April 21, 2008 / 10:48 PM / 11 years ago

Amid boom, Peru cenbank might further tighten policy

LIMA, April 21 (Reuters) - Peru’s Central Bank President Julio Velarde said on Monday the bank could further raise reserve requirements for bank accounts owned by foreign investment funds, to curb inflows of so-called hot money as the Andean economy booms.

Earlier this month, the bank said it would raise the requirements on these accounts to 120 percent from 40 percent, starting in May, in order to slow foreign flows, entering Peru to take advantage of the surging sol PEN=PE, the local currency.

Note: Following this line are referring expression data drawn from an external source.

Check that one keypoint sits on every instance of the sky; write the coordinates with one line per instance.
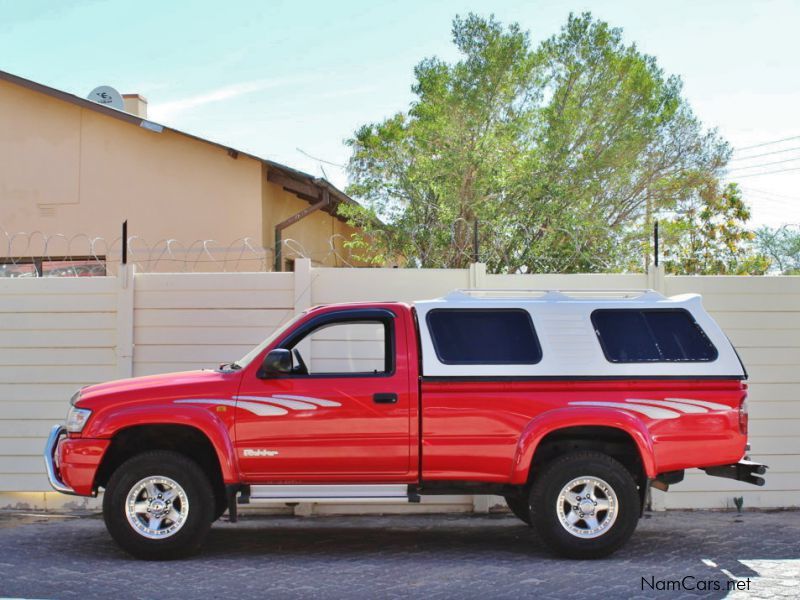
(290, 81)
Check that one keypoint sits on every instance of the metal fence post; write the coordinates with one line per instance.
(124, 348)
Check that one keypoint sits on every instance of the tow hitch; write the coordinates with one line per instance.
(744, 470)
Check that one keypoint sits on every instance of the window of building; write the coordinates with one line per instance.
(656, 335)
(484, 336)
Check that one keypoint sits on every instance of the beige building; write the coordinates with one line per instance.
(74, 167)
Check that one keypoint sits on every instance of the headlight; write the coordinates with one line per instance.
(76, 419)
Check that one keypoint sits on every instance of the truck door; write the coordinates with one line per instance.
(342, 414)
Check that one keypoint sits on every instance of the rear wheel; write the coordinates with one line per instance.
(159, 505)
(519, 506)
(584, 505)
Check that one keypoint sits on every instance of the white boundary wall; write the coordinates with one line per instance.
(59, 334)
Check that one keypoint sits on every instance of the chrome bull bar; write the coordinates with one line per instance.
(50, 462)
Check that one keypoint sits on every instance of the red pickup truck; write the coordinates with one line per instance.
(570, 405)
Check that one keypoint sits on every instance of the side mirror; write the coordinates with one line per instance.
(276, 362)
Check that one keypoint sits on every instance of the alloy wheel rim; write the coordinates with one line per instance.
(157, 507)
(587, 507)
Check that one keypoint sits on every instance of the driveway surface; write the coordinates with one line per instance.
(672, 555)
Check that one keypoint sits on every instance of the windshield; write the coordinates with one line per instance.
(250, 356)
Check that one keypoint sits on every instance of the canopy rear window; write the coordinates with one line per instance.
(656, 335)
(484, 337)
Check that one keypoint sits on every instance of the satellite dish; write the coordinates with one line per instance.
(108, 96)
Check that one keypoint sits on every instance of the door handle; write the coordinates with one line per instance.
(387, 398)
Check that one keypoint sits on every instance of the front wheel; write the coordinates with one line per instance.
(159, 505)
(584, 505)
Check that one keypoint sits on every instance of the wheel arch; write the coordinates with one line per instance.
(189, 440)
(591, 428)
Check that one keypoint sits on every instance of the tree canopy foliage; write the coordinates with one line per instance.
(782, 246)
(561, 151)
(708, 236)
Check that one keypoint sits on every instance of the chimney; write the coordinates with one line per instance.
(135, 105)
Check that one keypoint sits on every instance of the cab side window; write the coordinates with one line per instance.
(348, 347)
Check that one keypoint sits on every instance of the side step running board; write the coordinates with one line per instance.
(329, 493)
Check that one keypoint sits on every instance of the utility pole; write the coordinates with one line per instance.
(648, 217)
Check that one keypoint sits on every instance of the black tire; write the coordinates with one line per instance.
(518, 505)
(193, 481)
(547, 487)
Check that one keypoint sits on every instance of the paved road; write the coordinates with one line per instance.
(406, 557)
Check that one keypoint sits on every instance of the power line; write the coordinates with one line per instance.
(765, 192)
(765, 154)
(794, 137)
(767, 173)
(766, 164)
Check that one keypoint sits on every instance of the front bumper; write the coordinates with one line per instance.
(72, 463)
(744, 470)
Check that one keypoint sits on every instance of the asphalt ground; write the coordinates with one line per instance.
(678, 554)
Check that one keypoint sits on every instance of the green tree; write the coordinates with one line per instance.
(709, 236)
(782, 246)
(559, 151)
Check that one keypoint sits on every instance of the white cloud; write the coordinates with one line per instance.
(166, 111)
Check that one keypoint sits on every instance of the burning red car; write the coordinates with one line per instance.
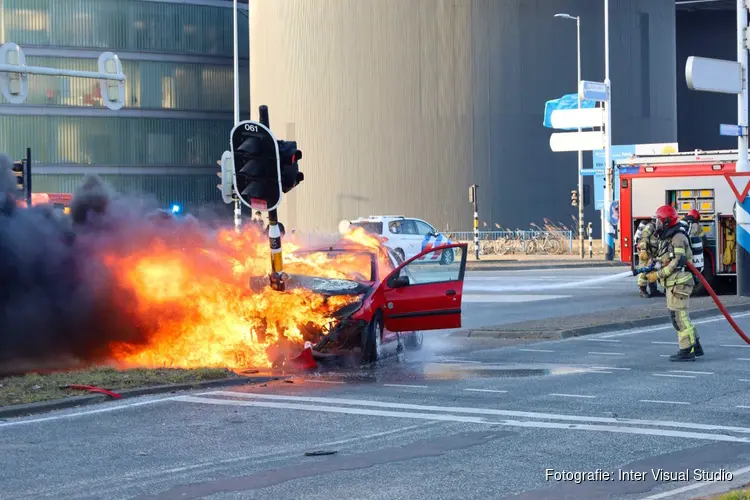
(390, 302)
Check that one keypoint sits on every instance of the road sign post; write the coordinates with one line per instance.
(473, 201)
(730, 77)
(588, 141)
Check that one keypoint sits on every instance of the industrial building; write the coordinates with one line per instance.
(398, 106)
(177, 58)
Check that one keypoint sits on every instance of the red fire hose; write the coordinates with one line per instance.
(718, 302)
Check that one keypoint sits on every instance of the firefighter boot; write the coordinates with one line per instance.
(698, 348)
(683, 355)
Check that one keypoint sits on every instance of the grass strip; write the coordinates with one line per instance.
(33, 388)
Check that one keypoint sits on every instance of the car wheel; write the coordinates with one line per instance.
(414, 341)
(371, 338)
(447, 257)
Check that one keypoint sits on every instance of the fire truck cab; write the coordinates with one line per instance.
(60, 201)
(686, 181)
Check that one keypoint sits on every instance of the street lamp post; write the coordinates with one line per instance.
(609, 173)
(577, 19)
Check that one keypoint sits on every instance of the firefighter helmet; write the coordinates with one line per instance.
(666, 217)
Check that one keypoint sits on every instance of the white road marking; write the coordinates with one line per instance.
(688, 371)
(695, 486)
(668, 326)
(447, 417)
(663, 402)
(479, 411)
(486, 390)
(87, 412)
(507, 299)
(572, 395)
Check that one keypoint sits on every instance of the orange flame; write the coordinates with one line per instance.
(197, 306)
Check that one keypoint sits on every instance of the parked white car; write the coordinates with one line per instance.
(406, 236)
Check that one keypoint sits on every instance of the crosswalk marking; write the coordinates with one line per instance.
(449, 414)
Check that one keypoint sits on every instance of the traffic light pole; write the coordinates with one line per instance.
(274, 233)
(27, 177)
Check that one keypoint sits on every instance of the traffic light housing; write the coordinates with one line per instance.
(255, 159)
(289, 157)
(586, 195)
(18, 171)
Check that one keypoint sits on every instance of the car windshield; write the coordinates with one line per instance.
(335, 264)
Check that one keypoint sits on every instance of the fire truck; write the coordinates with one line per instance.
(686, 181)
(60, 201)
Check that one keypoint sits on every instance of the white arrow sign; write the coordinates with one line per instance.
(713, 75)
(576, 141)
(577, 118)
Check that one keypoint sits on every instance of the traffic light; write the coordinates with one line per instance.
(289, 155)
(586, 195)
(255, 158)
(18, 171)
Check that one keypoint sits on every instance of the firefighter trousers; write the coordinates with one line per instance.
(678, 301)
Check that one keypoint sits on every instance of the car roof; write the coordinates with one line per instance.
(376, 218)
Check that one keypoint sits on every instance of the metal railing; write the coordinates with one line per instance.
(515, 242)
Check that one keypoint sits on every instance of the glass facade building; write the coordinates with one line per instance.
(177, 58)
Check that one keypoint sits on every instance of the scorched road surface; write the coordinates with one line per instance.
(463, 418)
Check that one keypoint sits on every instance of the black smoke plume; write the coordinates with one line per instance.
(59, 303)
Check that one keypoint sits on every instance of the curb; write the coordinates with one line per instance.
(60, 404)
(591, 330)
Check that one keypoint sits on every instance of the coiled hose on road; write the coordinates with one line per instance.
(718, 302)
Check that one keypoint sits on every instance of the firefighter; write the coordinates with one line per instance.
(647, 245)
(674, 252)
(695, 232)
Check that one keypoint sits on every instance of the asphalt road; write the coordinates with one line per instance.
(462, 418)
(501, 297)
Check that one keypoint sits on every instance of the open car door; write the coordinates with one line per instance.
(423, 294)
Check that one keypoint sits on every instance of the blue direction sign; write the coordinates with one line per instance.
(596, 91)
(731, 130)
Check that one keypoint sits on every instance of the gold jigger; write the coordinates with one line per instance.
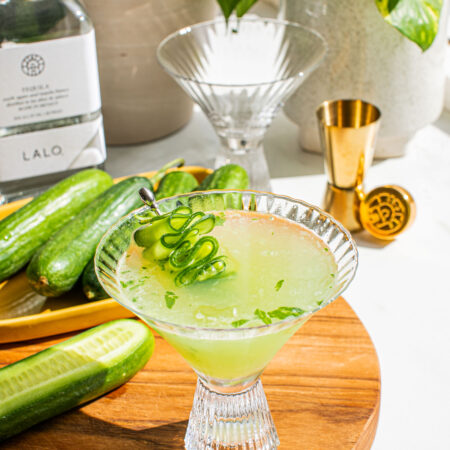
(348, 130)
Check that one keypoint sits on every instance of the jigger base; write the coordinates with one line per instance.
(343, 205)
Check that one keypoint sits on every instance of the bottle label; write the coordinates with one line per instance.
(54, 150)
(48, 80)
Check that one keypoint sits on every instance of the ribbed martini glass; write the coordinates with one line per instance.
(230, 410)
(240, 75)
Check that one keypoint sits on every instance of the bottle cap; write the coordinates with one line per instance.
(387, 211)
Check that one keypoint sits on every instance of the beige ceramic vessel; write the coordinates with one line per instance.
(140, 101)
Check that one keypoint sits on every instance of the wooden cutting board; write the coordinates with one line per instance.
(323, 389)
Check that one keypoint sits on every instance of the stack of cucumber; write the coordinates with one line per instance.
(57, 232)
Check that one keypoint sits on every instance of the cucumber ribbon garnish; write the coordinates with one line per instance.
(177, 241)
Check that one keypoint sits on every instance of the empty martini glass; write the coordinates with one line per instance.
(240, 75)
(230, 410)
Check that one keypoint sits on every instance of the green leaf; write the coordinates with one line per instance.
(220, 219)
(243, 6)
(263, 316)
(227, 7)
(418, 20)
(285, 311)
(170, 298)
(238, 323)
(278, 285)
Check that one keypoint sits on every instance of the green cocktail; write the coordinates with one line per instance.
(284, 260)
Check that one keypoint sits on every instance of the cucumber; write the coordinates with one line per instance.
(25, 230)
(92, 288)
(230, 176)
(170, 184)
(56, 266)
(71, 373)
(175, 183)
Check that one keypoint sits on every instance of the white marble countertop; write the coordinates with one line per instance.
(401, 291)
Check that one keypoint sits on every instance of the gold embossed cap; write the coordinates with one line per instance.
(387, 211)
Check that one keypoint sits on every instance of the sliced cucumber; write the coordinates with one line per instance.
(71, 373)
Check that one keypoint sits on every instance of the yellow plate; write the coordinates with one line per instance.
(59, 315)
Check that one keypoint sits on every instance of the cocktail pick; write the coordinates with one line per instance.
(348, 130)
(149, 199)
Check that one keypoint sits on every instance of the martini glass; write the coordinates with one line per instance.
(230, 410)
(240, 75)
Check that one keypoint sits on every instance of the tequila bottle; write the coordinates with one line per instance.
(50, 108)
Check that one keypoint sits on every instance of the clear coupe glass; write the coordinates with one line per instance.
(241, 74)
(230, 410)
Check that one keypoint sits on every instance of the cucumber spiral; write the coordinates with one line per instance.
(177, 241)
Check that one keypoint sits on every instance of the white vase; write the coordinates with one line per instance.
(368, 59)
(140, 101)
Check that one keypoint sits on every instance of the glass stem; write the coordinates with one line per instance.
(249, 155)
(230, 421)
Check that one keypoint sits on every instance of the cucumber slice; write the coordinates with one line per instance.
(71, 373)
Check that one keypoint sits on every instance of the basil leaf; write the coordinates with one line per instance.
(418, 20)
(263, 316)
(284, 311)
(243, 6)
(238, 323)
(227, 7)
(170, 298)
(278, 285)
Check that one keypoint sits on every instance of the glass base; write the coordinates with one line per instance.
(253, 161)
(240, 421)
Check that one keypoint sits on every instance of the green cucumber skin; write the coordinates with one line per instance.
(175, 183)
(75, 390)
(92, 288)
(25, 230)
(56, 266)
(230, 176)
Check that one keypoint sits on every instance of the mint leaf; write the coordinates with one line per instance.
(243, 6)
(418, 20)
(220, 219)
(227, 7)
(278, 285)
(263, 316)
(170, 298)
(238, 323)
(285, 311)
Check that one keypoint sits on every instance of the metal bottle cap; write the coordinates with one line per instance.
(348, 130)
(387, 211)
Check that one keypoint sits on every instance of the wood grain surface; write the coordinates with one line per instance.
(323, 389)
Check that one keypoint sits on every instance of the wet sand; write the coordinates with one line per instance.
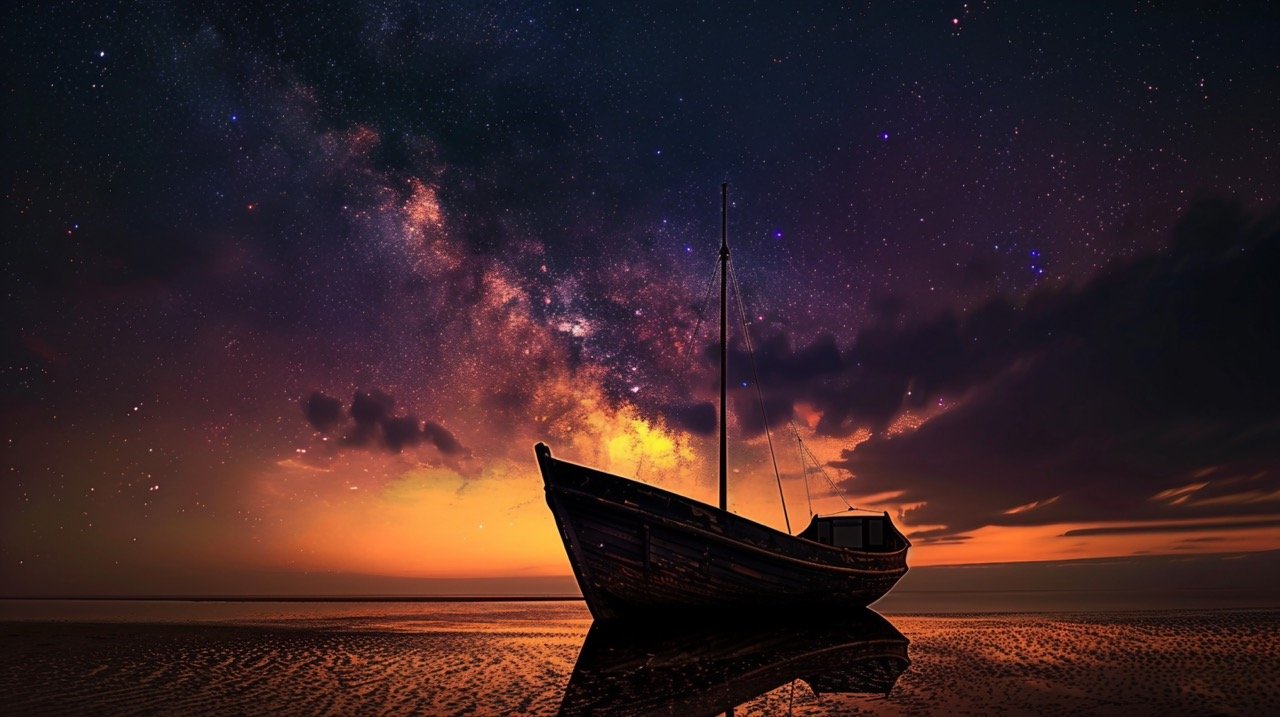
(507, 658)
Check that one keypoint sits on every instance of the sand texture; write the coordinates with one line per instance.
(517, 660)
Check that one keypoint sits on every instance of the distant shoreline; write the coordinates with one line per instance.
(305, 598)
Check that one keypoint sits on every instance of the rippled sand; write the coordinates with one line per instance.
(517, 658)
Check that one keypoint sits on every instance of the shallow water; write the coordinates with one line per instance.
(517, 658)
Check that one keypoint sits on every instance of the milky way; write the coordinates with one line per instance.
(297, 287)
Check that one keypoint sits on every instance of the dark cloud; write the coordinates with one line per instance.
(1151, 392)
(1174, 528)
(323, 411)
(375, 424)
(442, 439)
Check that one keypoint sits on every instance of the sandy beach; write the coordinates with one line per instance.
(507, 658)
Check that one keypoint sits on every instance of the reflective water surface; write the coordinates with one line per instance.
(547, 658)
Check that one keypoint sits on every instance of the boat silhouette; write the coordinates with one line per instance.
(638, 549)
(673, 667)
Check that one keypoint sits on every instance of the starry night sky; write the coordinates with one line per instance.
(296, 287)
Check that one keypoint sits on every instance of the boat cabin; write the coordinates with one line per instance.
(873, 533)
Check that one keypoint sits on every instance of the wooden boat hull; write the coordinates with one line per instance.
(629, 668)
(638, 549)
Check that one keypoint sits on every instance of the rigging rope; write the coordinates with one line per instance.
(759, 392)
(702, 311)
(823, 471)
(804, 466)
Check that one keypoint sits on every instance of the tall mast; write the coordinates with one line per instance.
(723, 346)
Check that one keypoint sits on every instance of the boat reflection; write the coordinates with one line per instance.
(708, 668)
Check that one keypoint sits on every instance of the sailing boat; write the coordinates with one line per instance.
(636, 549)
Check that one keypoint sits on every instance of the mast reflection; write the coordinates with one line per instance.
(672, 667)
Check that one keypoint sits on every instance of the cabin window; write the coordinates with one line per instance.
(876, 533)
(846, 534)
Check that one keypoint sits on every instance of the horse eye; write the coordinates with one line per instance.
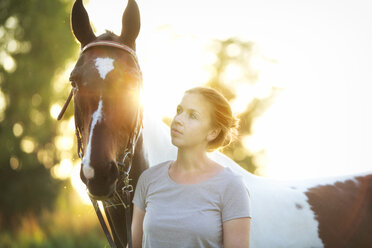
(73, 83)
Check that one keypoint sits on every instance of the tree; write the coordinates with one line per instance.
(234, 57)
(35, 42)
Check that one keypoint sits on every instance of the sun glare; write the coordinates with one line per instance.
(174, 57)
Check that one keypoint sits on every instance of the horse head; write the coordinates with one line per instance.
(106, 83)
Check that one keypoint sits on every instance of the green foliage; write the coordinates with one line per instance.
(240, 54)
(35, 42)
(69, 225)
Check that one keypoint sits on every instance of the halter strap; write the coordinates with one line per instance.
(110, 44)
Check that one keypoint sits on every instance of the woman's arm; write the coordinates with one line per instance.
(236, 233)
(137, 224)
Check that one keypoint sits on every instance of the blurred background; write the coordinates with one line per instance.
(297, 73)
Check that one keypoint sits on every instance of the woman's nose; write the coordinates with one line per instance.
(178, 119)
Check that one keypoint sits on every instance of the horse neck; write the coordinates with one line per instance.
(156, 139)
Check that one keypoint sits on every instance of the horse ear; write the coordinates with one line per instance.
(130, 24)
(80, 24)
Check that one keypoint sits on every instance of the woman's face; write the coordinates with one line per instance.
(191, 126)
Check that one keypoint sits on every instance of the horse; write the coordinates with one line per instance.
(319, 212)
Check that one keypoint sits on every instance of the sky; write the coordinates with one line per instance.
(321, 123)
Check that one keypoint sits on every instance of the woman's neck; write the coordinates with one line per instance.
(192, 160)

The bank has said it wants to slow the sol’s appreciation, which could cause trouble for banks and lenders if the sol were to enter a depreciation cycle.

“We will not hesitate to raise (the requirements) to 150, 200, 240, 500 700, 1,000 percent — this is the message,” said Velarde.

Most analysts expect the sol to continue to gain on sound economic fundamentals, despite the bank’s moves to squeeze speculative capital out of the market, though the currency fell on Monday and the exchange rate has been volatile since the rule change on reserve requirements was announced.

Also on Monday, Velarde said Peru will likely grow 8 percent in 2008, raising an earlier projection of 7.5 percent.

Last year, Peru’s economy, one of the fastest-growing in the world, expanded some 9 percent, pushed by strong internal demand.

Peru’s economy grew 10.06 percent in January and 11.92 percent in February of this year.

Velarde upped his estimate of Peru’s first-quarter growth in 2008 to 10.3 percent, from 9.5 percent.

But as the country enjoys double-digit growth, some officials and analysts worry whether the boom might be too much, too soon.

In an interview with Reuters late last month, Velarde recognized the economy could overheat if internal demand continues to surge.

Also, inflation, as measured as a price index for metropolitan Lima, has started to pick up, swelling some 2.18 percent in the first three months of 2008.

In the 12 months that ended in March, inflation hit 5.5 percent.